Htt exon-1 polyQ and compact β polyQ proteins used for mammalian cell culture transfection experiments. A, domain structure of Htt exon-1 fragment, indicating polyQ region (red). Also shown are two Pro-repeat regions (yellow) and the P/Q-rich region (purple). An N-terminal FLAG tag (green) and a C-terminal His₆ tag (blue) were engineered into each construct. The primary structure for each polyQ region is shown. B, predicted secondary structure of polyQ region in the expressed protein.

FIGURE 2.

Aggregation propensities of Htt exon-1 polyQ and compact β polyQ proteins in transiently transfected N2a cells. A, immunofluorescence images of transfected N2a cells showing MW7 staining (red, left panels) 48 h after transfection. Arrows indicate Htt exon-1 76Q, PGQ₉, and PGQW cytoplasmic and perinuclear aggregates, while arrowheads show diffuse cytoplasmic staining in Htt exon-1 16Q, PGQP-, EDQ₉-, and PGQ_6/12-expressing cells. Nuclei in merged images were stained with Hoechst (blue, middle panels). B, quantification of aggregated Htt exon-1 by cell counting analysis. Data shown are the average (± S.D.) of three independent experiments. C, Western blot analysis of Htt exon-1 expression 48 h after transfection. Detergent-soluble supernatant (left panels) and insoluble pellet fraction (right panels) samples were prepared as described under “Experimental Procedures.” Htt exon-1 EDQ₉ remained mostly soluble by IIF, as 16Q, and was not included in the insoluble fraction samples (right panels). Blots were stained with anti-FLAG (upper panels) and anti-Htt exon-1 (Ref. , lower panels) antibodies.

FIGURE 3.

Reactivity of Htt exon-1 polyQ and compact β polyQ proteins with 3B5H10, an antibody that recognizes compact, two-stranded hairpins of polyQ, and MW7, an antibody that recognizes a wide range of Htt species, in transiently-transfected mammalian cells.
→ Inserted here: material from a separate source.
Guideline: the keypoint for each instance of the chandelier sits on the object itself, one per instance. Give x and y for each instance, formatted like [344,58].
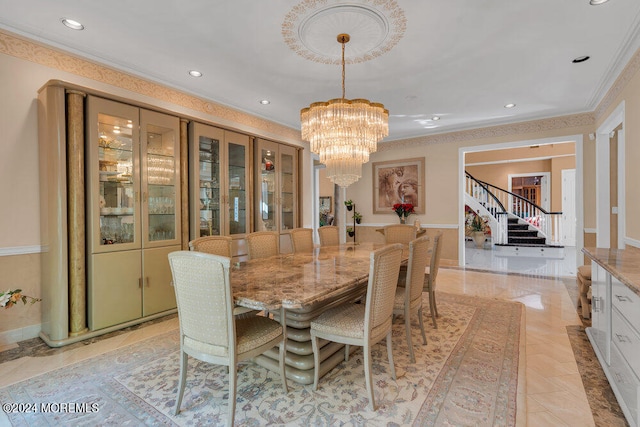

A, selected immunofluorescence images of transfected HT22 cells showing 3B5H10 (green, upper panels) and MW7 (red, middle panels) staining 48 h after transfection. Nuclei in merged images were stained with Hoechst (blue, bottom panels). B, quantification of 3B5H10 reactivity, relative to MW7 staining, for Htt exon-1 polyQ and compact β polyQ proteins. All proteins are compared with Htt exon-1 76Q. Data shown are the average (± S.D.) of three independent experiments.

FIGURE 4.

Toxicity of Htt exon-1 polyQ and compact β polyQ proteins in N2a cells. pSIVA-based suspension assay demonstrates that Htt exon-1 76Q, PGQ₉, PGQ_6/12, and PGQW constructs are toxic, while Htt exon-1 PGQP and EDQ₉ are not toxic. Cells were stained with pSIVA, a membrane polarity-sensitive annexin-based green fluorescent probe that can be used to detect dead or dying cells (31), 72 h after transfection. Cells were then fixed and stained with MW7 antibody and processed as described under “Experimental Procedures.” Toxicity values are reported relative to non-expanded Htt exon-1 16Q, which has been previously shown in vitro and in vivo using numerous assays to be soluble and non-toxic. Data shown are the average (± S.D.) of three independent experiments.

FIGURE 5.

Molecular dynamics simulation studies. A, schematic representation of polyQ and compact β polyQ sequences. These sequences are analogous to the constructs presented in Fig. 1A. B, snapshots for each sequence at the initial (t_{0 ns}), midway (t_{5 ns}), and final (t_{10 ns}) time points of each 10 ns simulation. (C) Histograms of the number of main-chain hydrogen bonds over the 10-ns MD simulation for each sequence. D, average number of main-chain hydrogen bonds for each structure. Error bars represent root mean squared (rms) fluctuations in the number of hydrogen bonds with respect to the average. E, snapshots of PGQ_6/12 at the initial (t_{0 ns}), midway (t_{5 ns}, t_{10 ns}, t_{15 ns}), and final (t_{20 ns}) time points over the 20-ns molecular dynamics simulation.